Yaz başlarında gündemde olan ancak sonra kendi haline bırakılan değişiklik çalışmaları gazeteci Hrant Dink'in öldürülmesinin ardından yeniden gündeme geldi. Geçen hafta ise 9 STK, 301. madde konusundaki bir değişiklik teklifini hükümete iletti.
Dışişleri
Bakanı Abdullah Gül, bugün Avustralya Dışişleri Bakanı Alexander Downer ile yaptığı görüşmeden sonra, bir gazetecinin, ABD'de geçen hafta yaptığı görüşmeler sırasında 301. maddenin değiştirilmesi yönünde bir istek geldiği ve AB'nin de talep ve beklentisinin bu yönde olduğunun hatırlatılması üzerine şu yanıtı verdi:
"(TCK 310. maddede) Bir değişiklik yapılması gerektiğine inanıyoruz ve bunu da bildiğiniz gibi STK'larla yürütüyoruz. Amerikalıların ve Avrupalıların bu işe müdahil olması yapılacak işleri yapılmaz hale getiriyor. Nitekim Amerika'da bu konuyla ilgili bana yapılmış ya da benimle yapılmış bir görüşme söz konusu değildir. Gazeteci arkadaşlar bazı şeyleri yazıyorlar ama bu onların görüşüdür. Bazı düşünce kulüplerinde yaptığım konuşmalarda bu konuyla ilgili bu konuyla ilgili bazı şeyler de soruldu. Cevaplar verdim.

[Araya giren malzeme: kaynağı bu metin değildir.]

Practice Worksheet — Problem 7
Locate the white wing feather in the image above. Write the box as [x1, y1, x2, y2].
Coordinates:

"Ben bu konunun özellikle değişmesini şundan arzu ediyorum: Türkiye'nin reform sürecini gölgeliyor. Dışarıda zannediyorlar ki, Türkiye'de ağzını açan hapse konuluyor. Türkiye'de yüzlerce gazeteci hapiste, yüzlerce düşünür hapiste, önemli yazarlar düşüncelerini ifade edemiyorlar. Türkiye'de hükümetin beğenmediği fikirler ifade edilemiyor; hepsi yanlış. Bugün Türkiye'de düşüncesini ifade ettiği için gazeteciler hapse konulmuyor. Bugün Türkiye'de insanlar istediği düşünceyi açıkça ifade ediyorlar, konuşabiliyorlar."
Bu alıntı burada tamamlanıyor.